No momento atual a epidemiologia defronta-se com a incapacidade de operacionalizar os seus novos paradigmas que têm nos objetos totalizados e na determinação não linear algumas de suas propriedades fundamentais (Almeida-Filho, 1998). Alguns esforços nessa direção vêm sendo desenvolvidos por autores latino americanos, tanto no campo teórico como prático. Samaja (1996) discute as limitações dos tipos de amostras que vêm sendo tradicionalmente utilizados na epidemiologia, sugerindo sua substituição por uma representatividade qualitativa sustentada em tipologias espaço-populacionais. Outros (Silva Jr., 1995; Paim, 1997; Barata et al., 1998) vêm trabalhando objetivamente em alternativas para a operacionalização da vigilância da situação de saúde segundo condições de vida, como proposto por Castellanos (1991, 1998) cuja abordagem privilegia a categoria espaço, desenvolvendo uma metodologia específica, que se encontra em processo de validação.
O modelo ecológico, por se basear na idéia de inter-relacionamento entre fatores, tem sido apontado como o precursor teórico mais avançado para o estudo da determinação da doença na perspectiva de integrar o conhecimento biológico e social (Barata, 1985; Almeida-Filho, 1998); porém, ainda não permite a interpretação fiel da realidade para transformá-la (Barata, 1985).

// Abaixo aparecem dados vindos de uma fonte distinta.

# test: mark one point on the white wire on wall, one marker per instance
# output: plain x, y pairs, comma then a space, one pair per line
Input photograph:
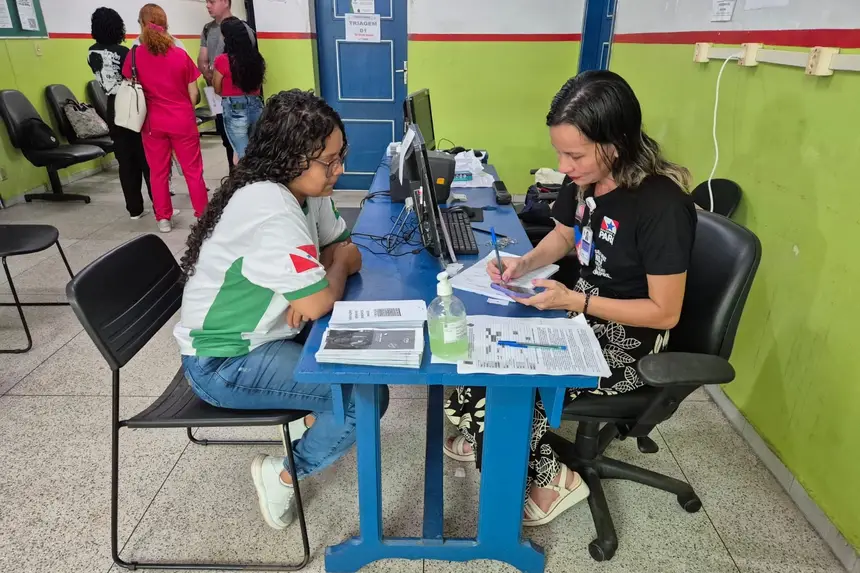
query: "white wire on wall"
716, 142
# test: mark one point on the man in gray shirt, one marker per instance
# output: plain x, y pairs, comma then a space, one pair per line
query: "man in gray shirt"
212, 46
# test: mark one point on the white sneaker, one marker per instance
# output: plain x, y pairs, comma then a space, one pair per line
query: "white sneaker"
275, 498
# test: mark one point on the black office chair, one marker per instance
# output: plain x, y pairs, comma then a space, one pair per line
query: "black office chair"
727, 196
98, 98
24, 240
124, 298
724, 262
57, 95
15, 109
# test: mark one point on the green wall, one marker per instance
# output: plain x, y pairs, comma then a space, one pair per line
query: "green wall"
495, 96
793, 144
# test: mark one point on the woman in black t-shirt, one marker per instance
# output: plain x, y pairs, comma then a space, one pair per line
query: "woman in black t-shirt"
628, 217
106, 58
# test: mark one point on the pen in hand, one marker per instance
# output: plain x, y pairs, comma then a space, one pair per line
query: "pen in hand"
498, 256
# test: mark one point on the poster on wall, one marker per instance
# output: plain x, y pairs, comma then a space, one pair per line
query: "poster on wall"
759, 4
27, 15
364, 6
5, 15
363, 28
722, 10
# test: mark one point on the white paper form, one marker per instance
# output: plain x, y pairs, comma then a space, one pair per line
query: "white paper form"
378, 314
475, 278
581, 357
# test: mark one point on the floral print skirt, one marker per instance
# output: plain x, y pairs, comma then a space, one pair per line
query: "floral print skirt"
622, 347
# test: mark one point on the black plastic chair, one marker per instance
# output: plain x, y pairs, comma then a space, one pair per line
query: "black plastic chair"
24, 240
724, 262
57, 95
98, 98
122, 300
727, 196
16, 109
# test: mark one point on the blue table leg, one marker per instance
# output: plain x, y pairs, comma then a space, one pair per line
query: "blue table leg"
355, 553
507, 432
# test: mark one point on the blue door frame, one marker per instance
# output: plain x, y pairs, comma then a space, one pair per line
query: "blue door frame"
598, 25
365, 82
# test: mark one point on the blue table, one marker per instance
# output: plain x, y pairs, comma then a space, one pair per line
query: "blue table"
509, 406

Apesar de já se encontrar quase esquecido pelos epidemiologistas, este modelo, se melhor fundamentado por meio da incorporação da dinâmica do processo, poderá ser aperfeiçoado e se constituir em uma alternativa (Almeida-Filho, 1998).
Na prática investigativa, os desenhos de estudos de agregados são considerados pela epidemiologia clássica como de segunda linha (Kleinbaum et al., 1982; Rothman, 1986). Todavia, este tipo de estudo apresenta-se como a mais adequada ou talvez a única estratégia metodológica para a apreensão da complexidade desses fenômenos, pelo fato de usar mais freqüentemente os agregados espaciais como unidade de análise, e portanto, tomar rigorosamente a dimensão coletiva (Possas, 1989; Schwartz, 1994; Almeida-Filho, 1998; Castellanos, 1998). Assim, os efeitos resultantes da agregação nesses estudos devem ser valorizados ao invés de julgados como restrição, pois os mesmos tornam evidentes processos que muitas vezes produzem efeitos imperceptíveis no âmbito individual (Almeida-Filho, 1998).
Apesar das possibilidades que representa, a abordagem que tem como referência a concepção de espaço social, não vem sendo adequadamente operacionalizada, visto que ainda emprega variáveis, indicadores e medidas de um modo que termina por reduzir esse conceito. Logo, torna-se necessário o desenvolvimento de um instrumental metodológico capaz de abordar esta questão entendendo a saúde e a doença enquanto totalidade, ou que se faça uma apropriação competente daqueles já desenvolvidos em outras áreas do conhecimento, a exemplo da química e da economia (Almeida-Filho, 1998).
A complexidade do enfoque conceitual de espaço, proposto pela geografia crítica e posteriormente desenvolvido por vários autores, tem levado a uma perplexidade ou mesmo a uma imobilidade para a sua operacionalização face à intrincada dimensão que assume a questão. Entretanto, este impasse deve ser superado, pois, por mais complexa que seja a situação, historicamente sempre que se verifica a insuficiência de um paradigma estabelecido, o homem é instigado a identificar novos caminhos que aportem aspectos essenciais da solução. O importante no atual estágio do conhecimento é se ter a totalidade como referência científica, para garantir o não afastamento dos complexos processos interativos determinantes dos fenômenos que ocorrem em cada espaço social.